BASELINE_GROUP_WMAPE = 0.8775865632406377

def rwmape(y_true: np.ndarray, y_pred: np.ndarray, gamma: float = 0.8, lam: float = 0.2, eps: float = 1e-9) -> float:
    """Regularized WMAPE (lower is better)."""
    y_true = y_true.astype(float)
    y_pred = y_pred.astype(float)
    num = np.sum(np.abs(y_true - y_pred)) + lam * np.abs(np.sum(y_true) - np.sum(y_pred))
    den = np.sum(np.abs(y_true)) + gamma * np.sum(np.abs(y_pred)) + eps
    return float(num / den)

def group_wmape(df: pd.DataFrame, group_cols, target_col: str, pred_col: str,
                gamma: float = 0.8, lam: float = 0.2, eps: float = 1e-9) -> float:
    """Mean rWMAPE across groups; skip (sum_y==0 & sum_yhat==0), penalize (sum_y==0 & sum_yhat>0) as 1.0."""
    scores = []
    y = pd.to_numeric(df[target_col], errors="coerce").fillna(0.0).astype(float)
    p = pd.to_numeric(df[pred_col], errors="coerce").fillna(0.0).astype(float)
    work = df.copy()
    work[target_col] = y.values
    work[pred_col] = p.values

    for _, g in work.groupby(list(group_cols), sort=False, dropna=False):
        y_g = g[target_col].to_numpy(dtype=float)
        p_g = g[pred_col].to_numpy(dtype=float)
        sum_true = float(np.sum(np.abs(y_g)))
        sum_pred = float(np.sum(np.abs(p_g)))
        if sum_true == 0.0 and sum_pred == 0.0:
            continue
        if sum_true == 0.0 and sum_pred > 0.0:
            scores.append(1.0)
        else:
            scores.append(rwmape(y_g, p_g, gamma=gamma, lam=lam, eps=eps))
    return float(np.mean(scores)) if scores else 0.0

def score(solution: pd.DataFrame,
          submission: pd.DataFrame,
          target_col: str = "quantity",
          group_cols = ("unique_code",),
          row_id_col: str | None = None,
          baseline_group_wmape: float = BASELINE_GROUP_WMAPE,
          gamma: float = 0.8, lam: float = 0.2, eps: float = 1e-9) -> float:
    """Higher-is-better leaderboard score = baseline / (Group-rWMAPE + eps)."""
    if row_id_col:
        merged = pd.merge(
            solution,
            submission[[row_id_col, target_col]].rename(columns={target_col: f"{target_col}_pred"}),
            on=row_id_col, how="inner", validate="one_to_one"
        )
    else:
        if len(solution) != len(submission):
            raise ValueError("Without row_id_col, solution and submission must have same length.")
        merged = solution.copy()
        merged[f"{target_col}_pred"] = submission[target_col].values

    gw = group_wmape(merged, group_cols=group_cols, target_col=target_col,
                     pred_col=f"{target_col}_pred", gamma=gamma, lam=lam, eps=eps)
    return float(baseline_group_wmape / (gw + eps))


In [None]:
train = pd.read_csv('/kaggle/input/haier-europe-2025-datathon/train.csv')
product_master = pd.read_csv('/kaggle/input/haier-europe-2025-datathon/product_master.csv')
sample_submission = pd.read_csv('/kaggle/input/haier-europe-2025-datathon/submission.csv')

In [None]:
train.quantity.min()

In [None]:
train["date"] = pd.to_datetime(train["date"])
# train['quantity'] = train['quantity'].clip(lower=0)

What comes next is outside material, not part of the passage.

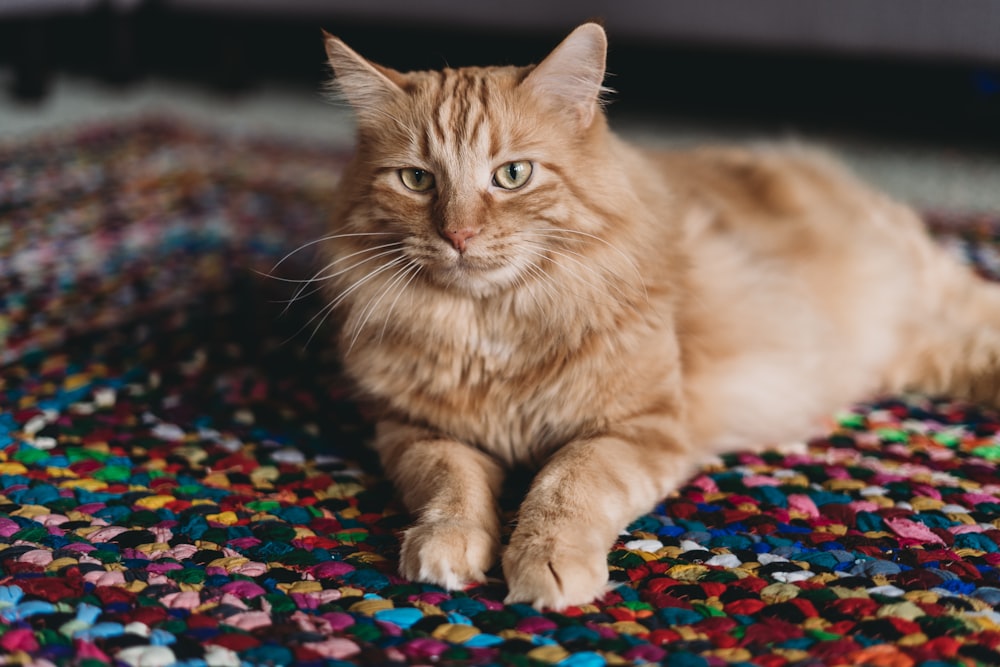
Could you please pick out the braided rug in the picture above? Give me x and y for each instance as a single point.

product_master["start_production_date"] = pd.to_datetime(product_master["start_production_date"], errors="coerce")
product_master["end_production_date"]   = pd.to_datetime(product_master["end_production_date"], errors="coerce")
sample_submission["date"] = pd.to_datetime(sample_submission["date"])

train['unique_code'] = train['market'] + "-" + train['product_code']
train = train.merge(product_master, on='product_code', how='left')

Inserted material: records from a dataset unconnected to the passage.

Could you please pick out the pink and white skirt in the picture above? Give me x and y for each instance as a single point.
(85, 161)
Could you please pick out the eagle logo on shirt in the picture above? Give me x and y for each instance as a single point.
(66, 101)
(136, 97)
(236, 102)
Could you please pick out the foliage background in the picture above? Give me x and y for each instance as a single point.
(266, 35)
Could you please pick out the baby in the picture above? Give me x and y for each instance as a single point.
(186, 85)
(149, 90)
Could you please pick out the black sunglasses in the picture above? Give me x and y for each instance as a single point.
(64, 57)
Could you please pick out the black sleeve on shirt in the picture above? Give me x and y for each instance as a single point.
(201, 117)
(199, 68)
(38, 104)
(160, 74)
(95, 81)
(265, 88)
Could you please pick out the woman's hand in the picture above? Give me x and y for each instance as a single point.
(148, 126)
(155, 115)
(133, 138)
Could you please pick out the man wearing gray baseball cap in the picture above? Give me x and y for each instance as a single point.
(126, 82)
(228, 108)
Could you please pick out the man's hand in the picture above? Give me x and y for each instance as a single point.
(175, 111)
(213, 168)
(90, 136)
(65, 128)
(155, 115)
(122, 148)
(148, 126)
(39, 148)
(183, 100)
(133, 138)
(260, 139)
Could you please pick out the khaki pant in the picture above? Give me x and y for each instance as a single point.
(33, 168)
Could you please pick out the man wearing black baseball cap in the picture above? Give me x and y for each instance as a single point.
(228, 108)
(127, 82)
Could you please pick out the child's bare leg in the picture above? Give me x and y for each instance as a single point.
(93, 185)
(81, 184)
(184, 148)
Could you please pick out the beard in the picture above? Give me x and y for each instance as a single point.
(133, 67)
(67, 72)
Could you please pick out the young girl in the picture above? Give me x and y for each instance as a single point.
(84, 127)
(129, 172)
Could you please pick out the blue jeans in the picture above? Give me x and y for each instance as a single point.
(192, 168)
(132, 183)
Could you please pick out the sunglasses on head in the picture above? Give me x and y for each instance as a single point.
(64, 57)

print(train.quantity.min())
print(train.head())

In [None]:
train.info()

In [None]:
train.category.value_counts()

In [None]:
aa = train[train.unique_code == "MKT_028-PRD_6151"]
aa

In [None]:
aa = train[train.unique_code == "MKT_025-PRD_11517"][['date', 'quantity']]
aa

In [None]:
aa = train[train.unique_code == "MKT_001-PRD_0075"][['date', 'quantity']]
aa

In [None]:
uc_single = (
    train.groupby("unique_code")["quantity"]
         .nunique()
         .reset_index()
         .rename(columns={"quantity": "nunique_qty"})
)

uc_single = uc_single[uc_single["nunique_qty"] == 1]["unique_code"]

aa = train[train["unique_code"].isin(uc_single)][["unique_code", "date", "quantity"]]
counts = (
    aa.groupby("unique_code")["date"]
      .size()
      .reset_index(name="n_rows")
)

uc_more_than_one = counts[counts["n_rows"] > 7]["unique_code"]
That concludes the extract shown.